I giudici hanno condannato ad un mese di reclusione, con la sospensione condizionale della pena e al risarcimento dei danni per lesioni colpose e gravi, sia l’allora responsabile della sicurezza scolastica, l’ingegnere Nicola Iannuzzi che la dirigente scolastica Franca Principe. Mentre hanno assolto da ogni accusa l’ingegnere Lorenzo Criscuolo, dirigente del settore edilizia scolastica della Provincia di Salerno.

Il fatto L’episodio risale a 6 anni fa, quando il giovane liceale era a scuola per assistere agli esami orali di maturità di alcuni compagni di classe. Uno dei lucernari sul pavimento del terrazzino della scuola al secondo piano, sul quale era salito per fumare una sigaretta, non ha retto il peso del giovane.

Il vetro si è sfondato e lo studente è finito a terra nell’atrio dell’istituto dopo un volo di quasi otto metri. Nella terribile caduta ha riportato fratture sul corpo e gravi ferite. Poi un delicato intervento e una lunga riabilitazione. La magistratura ha messo sotto la lente d’ingrandimento la porta finestra dalla quale si accede al terrazzino, che quel giorno risultava aperta.

La sentenza di primo grado del tribunale di Lagonegro ha condannato anche la preside che ha inviato una lunga missiva al Ministero della Pubblica Istruzione sottolineando che si «tratta di un errore giudiziario». La dirigente il giorno in cui si è consumato l’incidente al Liceo, era presidente della commissione esami di stato in una sede a 150 chilometri da Sapri. «L’imprevedibilità dell’evento ed eventuali omissioni di altre figure professionali non possono essere imputabili al dirigente. – spiega la Principe –

LA LETTERA DI FRANCA PRINCIPE AL MINISTRO DELLA PUBBLICA ISTRUZIONE

Egregio Signor Ministro della Pubblica Istruzione, mio nonno, contadino, insignito al valore nelle due guerre e mio padre, operaio, combattente nella seconda Guerra e poi sostenitore della Democrazia del popolo, mi hanno insegnato a guardare negli occhi il mio interlocutore; da loro ho appreso un infinito amore per la vita, il lavoro, il rispetto della legge, la gioia dell’apprendimento. Su questi valori ho fondato la mia scelta professionale: da studente lavoratore ho portato a compimento i miei studi universitari, per diciotto anni sono stato un docente, da nove sono un dirigente della Scuola pubblica italiana.
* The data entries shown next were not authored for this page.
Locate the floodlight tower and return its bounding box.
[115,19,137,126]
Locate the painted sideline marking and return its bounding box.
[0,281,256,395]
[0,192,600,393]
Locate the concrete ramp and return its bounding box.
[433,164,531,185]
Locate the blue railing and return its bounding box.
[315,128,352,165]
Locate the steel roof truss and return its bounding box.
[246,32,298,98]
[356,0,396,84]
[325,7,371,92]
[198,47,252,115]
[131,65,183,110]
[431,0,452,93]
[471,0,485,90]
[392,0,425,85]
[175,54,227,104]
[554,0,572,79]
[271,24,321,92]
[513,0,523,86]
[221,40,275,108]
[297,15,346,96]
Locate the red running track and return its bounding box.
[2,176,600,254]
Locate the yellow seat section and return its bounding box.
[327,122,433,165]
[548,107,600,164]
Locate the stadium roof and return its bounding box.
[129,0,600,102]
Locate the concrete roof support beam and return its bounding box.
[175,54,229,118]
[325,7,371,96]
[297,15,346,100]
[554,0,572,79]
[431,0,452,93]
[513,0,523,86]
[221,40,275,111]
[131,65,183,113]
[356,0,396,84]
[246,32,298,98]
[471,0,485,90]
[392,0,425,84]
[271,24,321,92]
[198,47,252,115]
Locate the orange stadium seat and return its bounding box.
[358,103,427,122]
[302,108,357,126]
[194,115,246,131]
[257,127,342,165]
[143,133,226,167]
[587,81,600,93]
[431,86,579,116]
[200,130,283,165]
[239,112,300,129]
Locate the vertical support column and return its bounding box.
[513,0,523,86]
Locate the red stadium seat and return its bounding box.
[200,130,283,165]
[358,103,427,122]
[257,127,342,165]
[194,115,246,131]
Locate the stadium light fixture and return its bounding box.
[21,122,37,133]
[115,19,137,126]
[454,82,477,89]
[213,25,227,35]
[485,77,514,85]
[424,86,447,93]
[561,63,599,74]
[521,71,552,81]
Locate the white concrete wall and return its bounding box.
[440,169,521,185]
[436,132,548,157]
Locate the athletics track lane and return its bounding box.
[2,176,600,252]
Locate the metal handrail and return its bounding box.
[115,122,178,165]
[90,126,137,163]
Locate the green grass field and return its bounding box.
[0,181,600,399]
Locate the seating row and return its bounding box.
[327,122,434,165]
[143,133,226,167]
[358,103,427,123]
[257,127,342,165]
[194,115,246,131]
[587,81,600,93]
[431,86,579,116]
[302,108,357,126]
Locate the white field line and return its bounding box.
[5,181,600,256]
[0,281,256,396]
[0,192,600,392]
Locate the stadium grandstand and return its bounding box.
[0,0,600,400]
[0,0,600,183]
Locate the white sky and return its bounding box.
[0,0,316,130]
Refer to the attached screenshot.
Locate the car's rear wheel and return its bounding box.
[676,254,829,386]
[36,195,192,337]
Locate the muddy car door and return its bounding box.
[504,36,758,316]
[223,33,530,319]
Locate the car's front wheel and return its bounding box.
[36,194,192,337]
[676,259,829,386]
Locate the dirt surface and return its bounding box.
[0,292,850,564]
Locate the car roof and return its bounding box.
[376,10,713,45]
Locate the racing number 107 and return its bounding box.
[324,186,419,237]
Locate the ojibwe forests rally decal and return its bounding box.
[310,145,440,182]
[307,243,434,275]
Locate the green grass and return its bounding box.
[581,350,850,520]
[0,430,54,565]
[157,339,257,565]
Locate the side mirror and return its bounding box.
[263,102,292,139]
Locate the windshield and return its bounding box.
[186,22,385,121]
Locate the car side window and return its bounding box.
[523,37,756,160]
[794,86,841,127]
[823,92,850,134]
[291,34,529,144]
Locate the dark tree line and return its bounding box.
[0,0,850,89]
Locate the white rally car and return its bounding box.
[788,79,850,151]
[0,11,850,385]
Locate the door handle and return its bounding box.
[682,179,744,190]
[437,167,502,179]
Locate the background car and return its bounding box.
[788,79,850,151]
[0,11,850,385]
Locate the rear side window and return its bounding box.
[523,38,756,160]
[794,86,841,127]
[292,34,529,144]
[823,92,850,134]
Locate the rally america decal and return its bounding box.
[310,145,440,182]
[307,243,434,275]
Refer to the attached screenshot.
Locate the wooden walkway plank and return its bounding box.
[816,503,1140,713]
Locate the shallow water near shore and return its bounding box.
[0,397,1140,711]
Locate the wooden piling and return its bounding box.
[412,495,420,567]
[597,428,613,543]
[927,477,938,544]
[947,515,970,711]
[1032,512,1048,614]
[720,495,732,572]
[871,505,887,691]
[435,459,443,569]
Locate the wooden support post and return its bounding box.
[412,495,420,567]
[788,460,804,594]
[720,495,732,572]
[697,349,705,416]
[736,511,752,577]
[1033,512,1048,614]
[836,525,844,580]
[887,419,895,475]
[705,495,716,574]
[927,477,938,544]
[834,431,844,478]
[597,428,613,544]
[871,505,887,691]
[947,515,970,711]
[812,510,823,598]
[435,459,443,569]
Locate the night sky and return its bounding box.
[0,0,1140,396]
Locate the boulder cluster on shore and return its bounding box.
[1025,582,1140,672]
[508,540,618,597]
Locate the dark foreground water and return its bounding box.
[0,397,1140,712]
Qualche giorno fa, in un Tribunale della Repubblica, ho cercato invano di incontrare lo sguardo di un giudice che pronunciava nei miei riguardi una sentenza di condanna, per un “delitto” riguardante la tutela della sicurezza e salute dei lavoratori e degli studenti di un Istituto scolastico.

La scuola per la quale da nove anni lavoro, mi è stata affidata in difficili condizioni logistiche; nel corso degli anni ne ho migliorato la struttura, la forma organizzativa, la qualità del servizio, guidando la comunità alla realizzazione della missione costituzionale, interpretando i bisogni di un territorio povero, sostenendo il cambiamento richiesto dalle riforme succedutesi nel tempo. Ho lavorato, non senza avvertire la fatica di 10, 12 ore di lavoro al giorno, senza tregua. Non per denaro, solo per amore della cultura e della ricerca.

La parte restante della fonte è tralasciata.